Earlier, I reveled in the one gift that warm weathers' end brings us, Crocs put away for the season. But, alas, something else has taken their place in the, "Someone parted with perfectly good money to wear this?!" category. The soft goods answer to the Croc, the ubiquitous, horizontal striped shirt. Looks good on practically no one, worn by practically everyone.
Where did this legion of body-expanding, torso-distorting wear come from and how did its stripes get a hold of so many good people? As I discovered, the Gap is largely to blame... it's an incubator. On a hunt for new jeans for a client I entered the Gap only to come face to face with Shelob’s web. I was frightened, but knew I had to be strong- the fate of all of humanity not looking 20 pounds heavier than they are was in my hands.
I had unwittingly entered their breading ground, an entire table covered with them, like poisonous spider eggs ready to hatch and attack the masses. But how do they get people to buy them? Perhaps the striped-shirt-spider-egg-babies lure their victims initially with their bright colors. Once up close their human prey is rendered powerless by the hypnotic garish, repetitive patterns. The next and final step is then assured, attaching themselves to their new host bodies and going home with them.
I was onto their trap, but out numbered. Fighting the urge to destroy them (since I learned in last year's court-appointed behavioral management class that setting something on fire is not a valid resolution) I can only warn others.

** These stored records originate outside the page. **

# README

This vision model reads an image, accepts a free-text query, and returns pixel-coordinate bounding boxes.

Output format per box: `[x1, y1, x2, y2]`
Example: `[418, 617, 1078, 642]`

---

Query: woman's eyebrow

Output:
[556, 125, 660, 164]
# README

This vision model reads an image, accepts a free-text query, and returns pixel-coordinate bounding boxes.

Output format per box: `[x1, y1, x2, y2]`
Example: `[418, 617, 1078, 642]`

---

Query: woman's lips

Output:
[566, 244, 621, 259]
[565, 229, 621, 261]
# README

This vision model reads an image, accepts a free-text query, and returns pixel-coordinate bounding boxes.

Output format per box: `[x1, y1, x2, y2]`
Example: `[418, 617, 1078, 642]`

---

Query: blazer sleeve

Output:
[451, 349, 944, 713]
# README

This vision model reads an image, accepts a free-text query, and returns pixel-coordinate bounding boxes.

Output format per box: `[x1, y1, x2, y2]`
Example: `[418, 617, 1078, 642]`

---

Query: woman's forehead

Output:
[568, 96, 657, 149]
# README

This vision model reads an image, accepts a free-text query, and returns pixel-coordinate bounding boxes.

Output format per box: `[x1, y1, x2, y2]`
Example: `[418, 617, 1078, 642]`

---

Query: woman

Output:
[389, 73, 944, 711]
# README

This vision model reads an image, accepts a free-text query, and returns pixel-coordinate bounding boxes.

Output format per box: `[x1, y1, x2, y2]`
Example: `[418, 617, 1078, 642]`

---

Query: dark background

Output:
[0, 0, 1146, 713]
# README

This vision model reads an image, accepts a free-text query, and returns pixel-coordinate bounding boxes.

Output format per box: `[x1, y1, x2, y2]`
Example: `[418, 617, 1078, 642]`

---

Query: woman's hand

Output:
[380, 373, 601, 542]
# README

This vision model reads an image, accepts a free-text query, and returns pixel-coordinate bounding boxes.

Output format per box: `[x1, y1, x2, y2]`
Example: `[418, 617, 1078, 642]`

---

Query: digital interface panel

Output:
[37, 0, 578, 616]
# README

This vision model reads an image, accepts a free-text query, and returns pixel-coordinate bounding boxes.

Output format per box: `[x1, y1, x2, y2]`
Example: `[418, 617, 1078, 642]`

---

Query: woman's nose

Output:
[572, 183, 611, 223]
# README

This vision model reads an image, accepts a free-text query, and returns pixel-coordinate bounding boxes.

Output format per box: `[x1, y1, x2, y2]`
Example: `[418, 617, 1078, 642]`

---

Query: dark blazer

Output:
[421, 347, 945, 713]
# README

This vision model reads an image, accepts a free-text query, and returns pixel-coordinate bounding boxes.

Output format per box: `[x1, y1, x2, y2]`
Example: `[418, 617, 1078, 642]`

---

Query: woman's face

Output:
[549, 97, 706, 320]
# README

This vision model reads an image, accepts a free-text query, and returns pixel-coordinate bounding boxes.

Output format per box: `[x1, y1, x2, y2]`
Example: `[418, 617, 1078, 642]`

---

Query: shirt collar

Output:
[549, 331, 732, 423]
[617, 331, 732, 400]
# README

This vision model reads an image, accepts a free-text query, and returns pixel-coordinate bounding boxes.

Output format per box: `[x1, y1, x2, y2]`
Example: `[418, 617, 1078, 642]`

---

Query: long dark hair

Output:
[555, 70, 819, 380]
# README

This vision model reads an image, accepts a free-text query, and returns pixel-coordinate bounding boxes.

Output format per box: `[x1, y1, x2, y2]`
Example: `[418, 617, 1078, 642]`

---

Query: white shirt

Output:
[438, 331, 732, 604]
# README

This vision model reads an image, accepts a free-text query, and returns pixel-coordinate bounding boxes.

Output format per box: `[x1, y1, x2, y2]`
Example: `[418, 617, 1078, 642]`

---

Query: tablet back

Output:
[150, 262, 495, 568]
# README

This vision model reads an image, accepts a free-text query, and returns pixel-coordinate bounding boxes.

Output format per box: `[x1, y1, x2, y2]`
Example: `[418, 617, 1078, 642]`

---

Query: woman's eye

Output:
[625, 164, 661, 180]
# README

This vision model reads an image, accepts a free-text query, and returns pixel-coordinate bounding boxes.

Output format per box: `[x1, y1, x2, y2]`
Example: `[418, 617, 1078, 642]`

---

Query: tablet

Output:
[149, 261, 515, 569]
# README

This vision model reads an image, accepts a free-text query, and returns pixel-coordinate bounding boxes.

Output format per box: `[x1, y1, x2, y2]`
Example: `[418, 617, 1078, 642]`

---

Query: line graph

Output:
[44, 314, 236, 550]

Here's the take away: just because something is sold in a popular store, in massive quantities, does not mean that it's going to look good on the masses, including you. So next time you're surrounded by horizontal stripes, ask yourself, "what look am I going for? Accentuate the stomach? Look disproportionably top heavy? Appear shorter and wider? If the answer to any of those is yes, then by all means take one home in every color.